INSERT INTO table1 VALUES ('str1', 1, 'INJECTION HERE')

Ich kann die regulären Multiple-Query-Injektionen wie einfügen');truncate table1;-- Aufgrund der Tatsache, dass Java + MySQL verwendet wird, ist es jedoch nicht möglich, mehrere Abfragen zu stapeln, sodass die obige Injektion zu einem Fehler von MySQL führen würde und die zweite Abfrage niemals ausgeführt wird.
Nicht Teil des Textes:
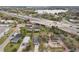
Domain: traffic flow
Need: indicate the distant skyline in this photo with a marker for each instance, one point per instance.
(43, 7)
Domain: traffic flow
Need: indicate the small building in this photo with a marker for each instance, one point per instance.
(24, 43)
(31, 27)
(15, 37)
(36, 40)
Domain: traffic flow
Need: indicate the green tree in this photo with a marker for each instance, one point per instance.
(23, 31)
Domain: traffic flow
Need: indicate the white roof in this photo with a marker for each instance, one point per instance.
(26, 39)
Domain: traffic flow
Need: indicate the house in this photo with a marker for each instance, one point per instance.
(15, 37)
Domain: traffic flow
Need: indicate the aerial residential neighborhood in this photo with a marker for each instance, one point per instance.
(39, 29)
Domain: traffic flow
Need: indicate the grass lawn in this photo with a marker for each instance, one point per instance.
(13, 47)
(5, 36)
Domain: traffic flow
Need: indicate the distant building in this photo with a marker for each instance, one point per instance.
(34, 27)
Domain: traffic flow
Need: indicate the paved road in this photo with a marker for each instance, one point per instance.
(5, 43)
(36, 49)
(61, 25)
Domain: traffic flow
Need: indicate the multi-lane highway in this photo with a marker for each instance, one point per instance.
(63, 25)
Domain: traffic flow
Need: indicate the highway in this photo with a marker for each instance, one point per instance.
(63, 25)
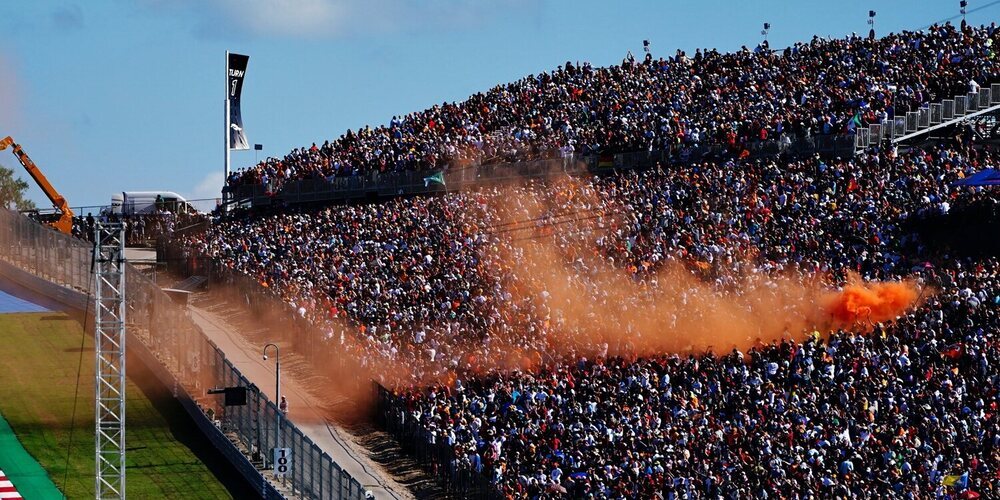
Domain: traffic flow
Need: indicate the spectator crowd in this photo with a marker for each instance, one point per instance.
(824, 86)
(449, 287)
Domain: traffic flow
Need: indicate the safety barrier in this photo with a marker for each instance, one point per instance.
(165, 338)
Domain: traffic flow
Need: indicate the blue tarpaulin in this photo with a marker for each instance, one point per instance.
(988, 177)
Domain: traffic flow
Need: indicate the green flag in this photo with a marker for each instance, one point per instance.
(438, 178)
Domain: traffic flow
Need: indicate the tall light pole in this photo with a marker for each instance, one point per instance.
(277, 392)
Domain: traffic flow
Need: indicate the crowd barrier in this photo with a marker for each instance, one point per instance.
(162, 335)
(327, 356)
(470, 174)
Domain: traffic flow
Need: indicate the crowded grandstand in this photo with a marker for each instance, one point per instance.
(653, 332)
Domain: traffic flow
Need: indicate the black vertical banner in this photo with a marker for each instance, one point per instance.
(237, 70)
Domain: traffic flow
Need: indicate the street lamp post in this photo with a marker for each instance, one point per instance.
(277, 393)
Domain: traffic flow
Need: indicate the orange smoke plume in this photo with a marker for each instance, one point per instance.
(868, 303)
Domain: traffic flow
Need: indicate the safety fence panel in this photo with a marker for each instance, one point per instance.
(861, 138)
(875, 134)
(935, 113)
(189, 358)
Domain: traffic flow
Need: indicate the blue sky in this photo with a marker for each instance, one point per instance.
(116, 95)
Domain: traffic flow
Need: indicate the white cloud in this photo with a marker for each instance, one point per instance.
(210, 187)
(332, 18)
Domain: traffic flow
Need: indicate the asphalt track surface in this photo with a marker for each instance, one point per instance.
(304, 409)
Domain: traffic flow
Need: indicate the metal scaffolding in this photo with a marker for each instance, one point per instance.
(109, 335)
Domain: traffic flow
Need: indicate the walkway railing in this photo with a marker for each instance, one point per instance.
(161, 333)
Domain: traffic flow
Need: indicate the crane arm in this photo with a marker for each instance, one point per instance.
(65, 222)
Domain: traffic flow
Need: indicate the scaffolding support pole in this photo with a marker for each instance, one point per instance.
(109, 339)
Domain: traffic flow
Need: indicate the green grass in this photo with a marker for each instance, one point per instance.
(38, 375)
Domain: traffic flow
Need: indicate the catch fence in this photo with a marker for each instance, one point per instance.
(163, 336)
(326, 356)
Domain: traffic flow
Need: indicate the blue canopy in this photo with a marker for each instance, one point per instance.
(988, 177)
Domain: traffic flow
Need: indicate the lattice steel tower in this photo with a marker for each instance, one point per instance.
(109, 336)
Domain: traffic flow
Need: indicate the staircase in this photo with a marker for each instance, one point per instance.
(931, 117)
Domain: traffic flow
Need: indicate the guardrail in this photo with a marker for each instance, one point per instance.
(390, 411)
(174, 348)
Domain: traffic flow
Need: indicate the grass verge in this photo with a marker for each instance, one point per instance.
(38, 378)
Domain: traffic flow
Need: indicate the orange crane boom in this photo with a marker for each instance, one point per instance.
(65, 222)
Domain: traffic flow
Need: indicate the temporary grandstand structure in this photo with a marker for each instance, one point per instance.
(981, 105)
(988, 177)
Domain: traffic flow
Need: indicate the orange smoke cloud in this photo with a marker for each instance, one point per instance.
(867, 303)
(594, 305)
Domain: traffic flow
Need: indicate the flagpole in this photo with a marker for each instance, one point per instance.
(225, 122)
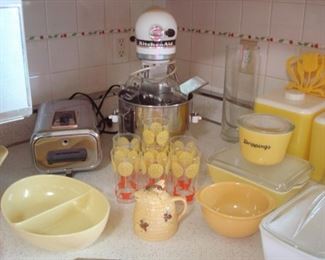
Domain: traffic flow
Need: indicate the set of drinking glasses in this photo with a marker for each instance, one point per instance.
(140, 161)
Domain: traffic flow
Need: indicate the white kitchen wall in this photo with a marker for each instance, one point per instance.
(70, 44)
(282, 27)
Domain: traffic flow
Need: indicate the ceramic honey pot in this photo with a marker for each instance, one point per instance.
(155, 216)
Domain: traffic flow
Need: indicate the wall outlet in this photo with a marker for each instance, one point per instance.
(120, 48)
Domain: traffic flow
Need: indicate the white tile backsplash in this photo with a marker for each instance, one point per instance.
(183, 70)
(287, 20)
(61, 16)
(92, 51)
(202, 48)
(202, 70)
(91, 15)
(182, 12)
(40, 87)
(204, 15)
(38, 57)
(60, 67)
(136, 9)
(255, 17)
(34, 18)
(117, 14)
(220, 44)
(184, 43)
(277, 57)
(93, 79)
(313, 29)
(64, 84)
(228, 16)
(63, 54)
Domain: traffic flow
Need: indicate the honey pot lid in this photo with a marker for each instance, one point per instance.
(153, 193)
(291, 173)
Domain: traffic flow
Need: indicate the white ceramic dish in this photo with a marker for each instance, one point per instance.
(297, 229)
(55, 212)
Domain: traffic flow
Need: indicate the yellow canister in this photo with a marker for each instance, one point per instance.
(297, 107)
(317, 148)
(264, 138)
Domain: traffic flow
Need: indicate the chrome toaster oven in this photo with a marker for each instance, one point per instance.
(65, 138)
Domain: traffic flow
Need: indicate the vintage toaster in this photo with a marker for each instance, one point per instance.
(65, 138)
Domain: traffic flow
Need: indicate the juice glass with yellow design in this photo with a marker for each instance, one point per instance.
(126, 165)
(127, 140)
(154, 166)
(185, 161)
(155, 133)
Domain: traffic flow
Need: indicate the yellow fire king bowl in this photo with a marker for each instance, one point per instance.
(263, 138)
(234, 209)
(55, 212)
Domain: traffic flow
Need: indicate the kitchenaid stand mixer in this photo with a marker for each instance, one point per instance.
(153, 90)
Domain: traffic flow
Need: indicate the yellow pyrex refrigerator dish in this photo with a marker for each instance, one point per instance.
(282, 181)
(317, 148)
(264, 138)
(55, 212)
(297, 107)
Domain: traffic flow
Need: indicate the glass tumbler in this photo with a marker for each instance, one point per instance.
(240, 87)
(185, 159)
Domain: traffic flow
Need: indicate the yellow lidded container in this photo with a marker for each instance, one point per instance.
(298, 108)
(282, 181)
(317, 149)
(264, 138)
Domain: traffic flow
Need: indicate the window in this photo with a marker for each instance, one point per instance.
(15, 96)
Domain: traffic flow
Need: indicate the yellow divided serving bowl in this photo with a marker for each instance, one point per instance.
(55, 212)
(263, 138)
(234, 209)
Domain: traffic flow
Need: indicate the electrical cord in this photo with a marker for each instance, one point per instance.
(102, 121)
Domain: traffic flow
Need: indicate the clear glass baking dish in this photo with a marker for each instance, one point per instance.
(297, 229)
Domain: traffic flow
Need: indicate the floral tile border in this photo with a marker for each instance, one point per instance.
(78, 34)
(183, 29)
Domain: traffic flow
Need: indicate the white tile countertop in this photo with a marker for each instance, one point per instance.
(193, 240)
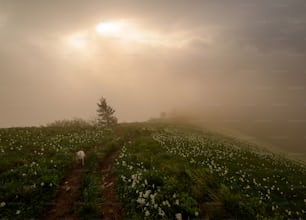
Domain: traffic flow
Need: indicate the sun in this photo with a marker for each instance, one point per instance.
(78, 41)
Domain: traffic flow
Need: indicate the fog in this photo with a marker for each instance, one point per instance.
(239, 64)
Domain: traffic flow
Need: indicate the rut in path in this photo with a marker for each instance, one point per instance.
(111, 208)
(65, 202)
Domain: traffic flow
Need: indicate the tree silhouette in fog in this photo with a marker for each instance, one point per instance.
(105, 113)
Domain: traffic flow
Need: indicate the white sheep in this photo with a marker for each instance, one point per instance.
(80, 155)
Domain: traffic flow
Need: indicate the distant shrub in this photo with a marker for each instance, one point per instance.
(78, 122)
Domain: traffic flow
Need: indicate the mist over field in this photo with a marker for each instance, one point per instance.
(238, 65)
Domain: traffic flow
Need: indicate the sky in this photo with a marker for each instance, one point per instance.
(239, 63)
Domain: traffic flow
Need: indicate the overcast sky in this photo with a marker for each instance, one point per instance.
(232, 60)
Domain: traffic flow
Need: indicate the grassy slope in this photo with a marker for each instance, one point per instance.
(162, 171)
(176, 170)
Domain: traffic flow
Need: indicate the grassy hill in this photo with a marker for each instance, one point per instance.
(161, 171)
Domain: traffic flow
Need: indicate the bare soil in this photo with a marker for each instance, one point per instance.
(111, 208)
(66, 199)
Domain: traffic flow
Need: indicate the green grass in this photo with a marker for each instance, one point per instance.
(162, 171)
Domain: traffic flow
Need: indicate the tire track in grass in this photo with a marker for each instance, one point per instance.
(111, 208)
(66, 200)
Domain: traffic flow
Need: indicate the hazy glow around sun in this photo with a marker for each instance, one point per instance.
(112, 29)
(78, 40)
(129, 34)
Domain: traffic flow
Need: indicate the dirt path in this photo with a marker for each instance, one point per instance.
(111, 208)
(66, 203)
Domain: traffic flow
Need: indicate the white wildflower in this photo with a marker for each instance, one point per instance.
(147, 213)
(178, 216)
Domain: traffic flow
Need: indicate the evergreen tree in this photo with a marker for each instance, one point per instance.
(105, 113)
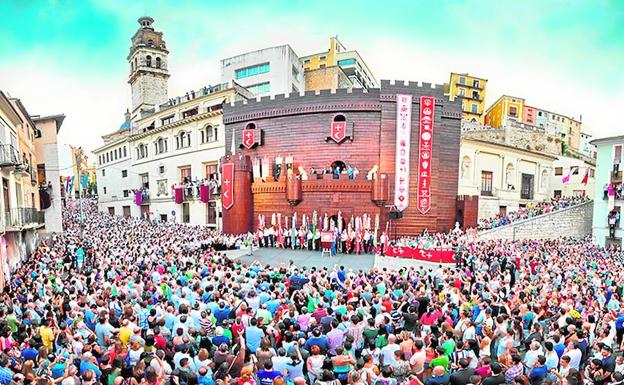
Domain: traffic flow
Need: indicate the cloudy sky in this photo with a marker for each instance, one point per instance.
(62, 56)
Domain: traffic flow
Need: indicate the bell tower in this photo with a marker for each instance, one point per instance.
(148, 68)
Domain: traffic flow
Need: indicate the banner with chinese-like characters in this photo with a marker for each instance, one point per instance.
(227, 185)
(404, 126)
(425, 148)
(437, 256)
(249, 138)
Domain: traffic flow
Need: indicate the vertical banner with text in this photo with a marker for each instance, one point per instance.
(227, 187)
(425, 148)
(402, 157)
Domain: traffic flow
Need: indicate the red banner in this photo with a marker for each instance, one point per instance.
(339, 131)
(425, 148)
(249, 138)
(227, 187)
(402, 156)
(437, 256)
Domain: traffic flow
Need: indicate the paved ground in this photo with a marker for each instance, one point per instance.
(275, 257)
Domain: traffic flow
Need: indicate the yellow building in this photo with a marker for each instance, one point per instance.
(504, 109)
(472, 89)
(350, 62)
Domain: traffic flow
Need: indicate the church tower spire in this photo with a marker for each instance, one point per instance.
(148, 68)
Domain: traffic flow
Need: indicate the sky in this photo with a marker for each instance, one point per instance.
(64, 56)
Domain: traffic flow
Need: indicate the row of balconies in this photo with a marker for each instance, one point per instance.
(19, 217)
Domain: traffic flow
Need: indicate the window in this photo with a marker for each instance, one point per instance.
(189, 113)
(253, 70)
(185, 174)
(346, 62)
(527, 187)
(211, 171)
(183, 140)
(208, 134)
(142, 151)
(261, 88)
(161, 146)
(486, 183)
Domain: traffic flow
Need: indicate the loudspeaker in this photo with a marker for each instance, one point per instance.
(395, 214)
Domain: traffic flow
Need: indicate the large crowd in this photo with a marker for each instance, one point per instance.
(530, 211)
(131, 302)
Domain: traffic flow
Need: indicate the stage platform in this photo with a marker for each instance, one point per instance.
(276, 257)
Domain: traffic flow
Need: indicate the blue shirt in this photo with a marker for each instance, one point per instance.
(253, 336)
(6, 375)
(85, 365)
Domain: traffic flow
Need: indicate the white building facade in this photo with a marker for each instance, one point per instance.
(114, 174)
(180, 146)
(269, 71)
(505, 178)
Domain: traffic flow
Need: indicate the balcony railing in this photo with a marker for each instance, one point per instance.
(23, 216)
(9, 157)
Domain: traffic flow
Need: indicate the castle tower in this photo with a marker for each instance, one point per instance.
(148, 67)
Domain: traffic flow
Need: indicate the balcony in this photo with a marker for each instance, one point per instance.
(9, 157)
(20, 217)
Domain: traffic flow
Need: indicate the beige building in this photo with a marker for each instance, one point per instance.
(48, 174)
(504, 177)
(20, 217)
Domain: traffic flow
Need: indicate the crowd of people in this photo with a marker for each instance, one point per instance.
(530, 211)
(156, 304)
(612, 189)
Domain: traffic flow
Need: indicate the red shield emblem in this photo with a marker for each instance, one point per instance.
(249, 138)
(339, 131)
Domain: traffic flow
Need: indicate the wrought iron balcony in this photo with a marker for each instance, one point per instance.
(18, 217)
(9, 156)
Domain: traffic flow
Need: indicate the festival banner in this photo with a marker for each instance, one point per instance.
(249, 138)
(425, 149)
(402, 157)
(338, 131)
(138, 197)
(227, 192)
(178, 195)
(437, 256)
(204, 193)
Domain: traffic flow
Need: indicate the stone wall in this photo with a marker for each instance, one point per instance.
(575, 221)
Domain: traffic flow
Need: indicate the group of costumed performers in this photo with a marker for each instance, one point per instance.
(352, 235)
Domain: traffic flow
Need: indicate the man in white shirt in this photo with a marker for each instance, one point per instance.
(387, 352)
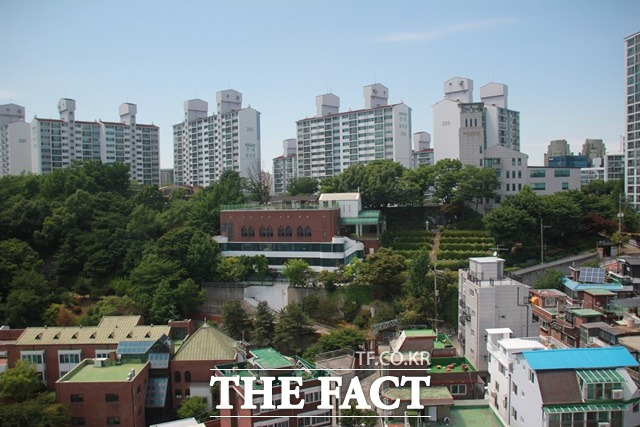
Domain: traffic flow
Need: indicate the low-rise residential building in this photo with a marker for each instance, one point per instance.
(532, 385)
(314, 232)
(197, 355)
(489, 299)
(102, 392)
(269, 362)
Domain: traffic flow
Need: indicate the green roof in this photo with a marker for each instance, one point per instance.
(599, 292)
(601, 376)
(585, 408)
(368, 217)
(419, 333)
(431, 393)
(207, 343)
(268, 358)
(86, 372)
(585, 312)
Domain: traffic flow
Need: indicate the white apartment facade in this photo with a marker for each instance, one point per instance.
(205, 145)
(285, 167)
(632, 118)
(332, 141)
(532, 385)
(488, 299)
(57, 143)
(422, 153)
(15, 141)
(498, 124)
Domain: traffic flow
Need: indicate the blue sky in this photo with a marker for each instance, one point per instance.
(562, 60)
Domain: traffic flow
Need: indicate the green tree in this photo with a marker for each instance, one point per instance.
(193, 407)
(384, 271)
(304, 185)
(550, 279)
(235, 320)
(353, 417)
(297, 271)
(163, 307)
(20, 383)
(263, 326)
(293, 330)
(187, 297)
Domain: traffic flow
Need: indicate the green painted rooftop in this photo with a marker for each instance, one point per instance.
(85, 372)
(419, 333)
(207, 343)
(268, 358)
(431, 393)
(585, 312)
(599, 292)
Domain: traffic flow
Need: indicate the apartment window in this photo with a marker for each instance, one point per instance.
(458, 389)
(111, 397)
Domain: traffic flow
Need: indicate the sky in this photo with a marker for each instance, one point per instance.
(563, 61)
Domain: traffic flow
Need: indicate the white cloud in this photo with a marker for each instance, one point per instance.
(443, 31)
(5, 93)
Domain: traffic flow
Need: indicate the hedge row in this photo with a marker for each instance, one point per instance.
(410, 245)
(466, 246)
(464, 255)
(452, 264)
(466, 233)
Im Grunde genommen scheint alles, was man mit einer solchen Einspeisung in der oben genannten Architektur erreichen kann, das Einspeisen von "Junk-Daten" zu sein, was auch ohne eine Einspeisung möglich ist.

Es gibt mehr Techniken wie die Verwendungload_file() Aber das würde es mir immer noch nicht erlauben, die Datenbank so zu manipulieren, wie ich es suche.

Vermisse ich hier etwas? Gibt es eine andere Möglichkeit, diese Injektion zu verwenden, um die Kontrolle über die Datenbank zu erlangen?